Als het glucosemetabolisme van de moeder vroegtijdig wordt genormaliseerd, kunnen de risico's voor zowel moeder als kind aanzienlijk worden verminderd. Naast extra insuline administratie waar nodig zijn veranderingen in het voedingspatroon en matige lichaamsbeweging in dit opzicht van aanzienlijk belang. Prenataal therapie is vooral belangrijk vanaf de 24e week van de zwangerschap, omdat op dit moment de onevenredige groei van het kind nog kan worden voorkomen door de bloedglucosespiegel aan te passen. Preventie en behandeling van zwangerschapsdiabetes - dieet en lichaamsbeweging:

  • Frequentere en kleinere maaltijden, bijvoorbeeld door de dagelijkse voedselinname over zes maaltijden te verdelen
  • Voldoende inname van complexe koolhydraten - aardappelen, volkoren graanproducten en granen op basis van maaltijden - om hypoglykemie (lage bloedsuikerspiegel) te voorkomen
  • Dagelijks minstens 30 gram vezels - volkorenproducten, groenten, mogelijk tarwezemelen.
  • Voedingsmiddelen met veel voedingsstoffen en vitale stoffen dichtheid (macro en micronutriënten) - vetarm melk en zuivelproducten, vetarm vlees, slachtafval, gevogelte, magere vis, zoals koolvis, schelvis, schol, kabeljauw, 1-2 keer per week, vers fruit en groenten, fruit en groentesappen.
  • Gebruik weinig vet voor de bereiding van voedsel, consumptie van voornamelijk onverzadigde vetzuren, meervoudig onverzadigde vetzuren - plantaardig vet en oliën, zoals zonnebloem, koolzaad, soja, maïs kiem en olijfolie, koud water vis, zoals makreel, haring, tonijn of zalm.

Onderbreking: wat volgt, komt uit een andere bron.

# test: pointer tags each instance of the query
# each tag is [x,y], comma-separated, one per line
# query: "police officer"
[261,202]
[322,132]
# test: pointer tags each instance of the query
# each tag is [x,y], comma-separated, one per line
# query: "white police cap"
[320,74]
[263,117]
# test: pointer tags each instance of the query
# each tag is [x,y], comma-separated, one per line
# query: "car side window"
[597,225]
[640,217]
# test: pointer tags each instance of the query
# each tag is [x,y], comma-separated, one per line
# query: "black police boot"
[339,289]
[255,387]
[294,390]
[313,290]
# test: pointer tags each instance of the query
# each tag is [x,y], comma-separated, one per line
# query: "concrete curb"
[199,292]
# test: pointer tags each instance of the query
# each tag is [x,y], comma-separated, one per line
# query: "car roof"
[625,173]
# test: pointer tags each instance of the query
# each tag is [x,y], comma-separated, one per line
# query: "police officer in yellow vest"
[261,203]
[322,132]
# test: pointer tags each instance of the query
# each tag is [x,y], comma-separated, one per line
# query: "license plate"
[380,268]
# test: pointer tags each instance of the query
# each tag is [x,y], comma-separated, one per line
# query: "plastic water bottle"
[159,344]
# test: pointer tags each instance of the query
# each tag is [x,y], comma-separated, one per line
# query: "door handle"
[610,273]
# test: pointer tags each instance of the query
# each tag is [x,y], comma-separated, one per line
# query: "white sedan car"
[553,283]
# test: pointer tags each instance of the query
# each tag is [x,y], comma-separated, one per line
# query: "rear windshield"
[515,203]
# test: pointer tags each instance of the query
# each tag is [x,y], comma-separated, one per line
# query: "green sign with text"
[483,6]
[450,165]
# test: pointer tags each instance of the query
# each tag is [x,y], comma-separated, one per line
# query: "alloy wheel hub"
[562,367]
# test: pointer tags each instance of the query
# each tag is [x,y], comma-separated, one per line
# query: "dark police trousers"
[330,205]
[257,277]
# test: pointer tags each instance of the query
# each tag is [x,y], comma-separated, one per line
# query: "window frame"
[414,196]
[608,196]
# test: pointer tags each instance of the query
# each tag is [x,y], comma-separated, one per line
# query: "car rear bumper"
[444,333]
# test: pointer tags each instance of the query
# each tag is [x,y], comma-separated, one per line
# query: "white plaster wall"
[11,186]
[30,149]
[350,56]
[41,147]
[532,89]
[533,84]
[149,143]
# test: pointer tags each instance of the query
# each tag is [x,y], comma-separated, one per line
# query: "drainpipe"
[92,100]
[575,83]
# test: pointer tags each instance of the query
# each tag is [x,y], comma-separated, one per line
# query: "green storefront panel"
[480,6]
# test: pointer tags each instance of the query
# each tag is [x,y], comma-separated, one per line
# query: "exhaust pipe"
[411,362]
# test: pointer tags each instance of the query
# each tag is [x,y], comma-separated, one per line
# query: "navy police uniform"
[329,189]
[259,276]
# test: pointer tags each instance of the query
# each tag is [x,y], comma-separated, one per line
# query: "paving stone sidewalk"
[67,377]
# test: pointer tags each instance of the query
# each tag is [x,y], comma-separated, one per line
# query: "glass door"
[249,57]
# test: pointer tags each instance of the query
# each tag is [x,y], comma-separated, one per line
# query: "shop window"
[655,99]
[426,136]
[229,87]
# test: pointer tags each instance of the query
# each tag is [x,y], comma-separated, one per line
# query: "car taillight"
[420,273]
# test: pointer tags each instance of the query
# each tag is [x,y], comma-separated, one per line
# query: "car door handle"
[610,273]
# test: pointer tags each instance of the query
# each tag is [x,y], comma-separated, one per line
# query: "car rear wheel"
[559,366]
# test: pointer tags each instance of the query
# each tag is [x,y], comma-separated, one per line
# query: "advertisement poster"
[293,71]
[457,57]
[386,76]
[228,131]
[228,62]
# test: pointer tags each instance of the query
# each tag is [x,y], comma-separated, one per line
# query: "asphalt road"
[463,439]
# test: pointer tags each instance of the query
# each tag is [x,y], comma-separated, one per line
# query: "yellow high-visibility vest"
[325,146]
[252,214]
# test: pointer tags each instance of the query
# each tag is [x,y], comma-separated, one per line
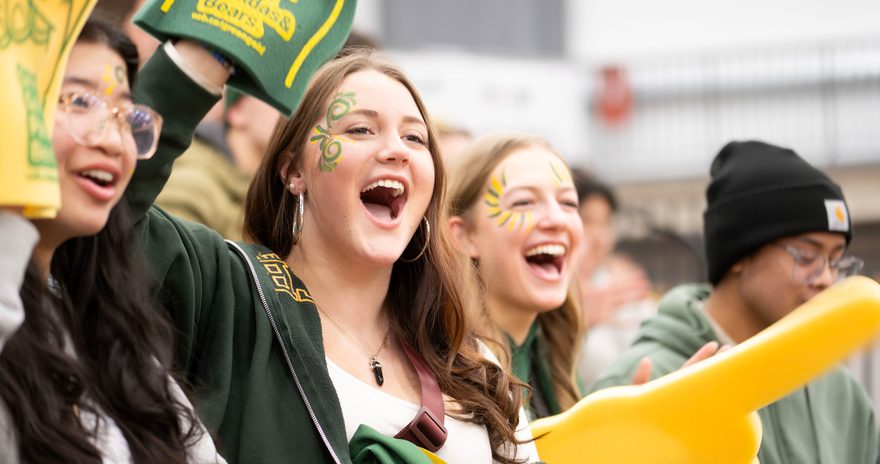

  • Vochtopname dagelijks ongeveer 40 milliliter per kilogram lichaamsgewicht in de vorm van medicinaal en natuurlijk mineraalwater, groente- en vruchtensappen verdund met water, kruiden, fruit of groene thee.
  • Regelmatige maar matige fysieke activiteit verhoogt de insulineactiviteit
  • Aanvullende giften van zink, chroom en vitamine C stabiliseren het glucosegehalte

Bij ongeveer 15% van de vrouwen is aanvullende insulinebehandeling vereist. Vooral insulinesuppletie is nodig als de therapie werd gestart na de 24e week van de zwangerschap. Dit om een ​​verhoogde insulineproductie door het kind en het risico hierop te voorkomen hypoglycemie na de geboorte. Het doel van deze behandeling is om de bloedglucosespiegel voor en na de maaltijd te normaliseren. Vastend de bloedglucose moet lager zijn dan 90 mg / dl en ongeveer twee uur na het eten lager dan 120 mg / dl. Kleine doses insuline voor de hoofdmaaltijden zijn vaak voldoende, hoewel in sommige gevallen ook een langwerkende insuline wordt ingespoten voor het slapen gaan en eventueel 's ochtends. Dergelijke doses dekken de insulinebehoefte onafhankelijk van voedsel en voorkomen hoge bloedglucose vóór maaltijden. Vanwege de afname van de insulinebehoefte verdwijnen bij 98% van de getroffen vrouwen de symptomen van zwangerschapsdiabetes na de zwangerschap, en 80% van alle vrouwen die zwangerschapsdiabetes ontwikkelen, lijdt er opnieuw aan tijdens een tweede zwangerschap.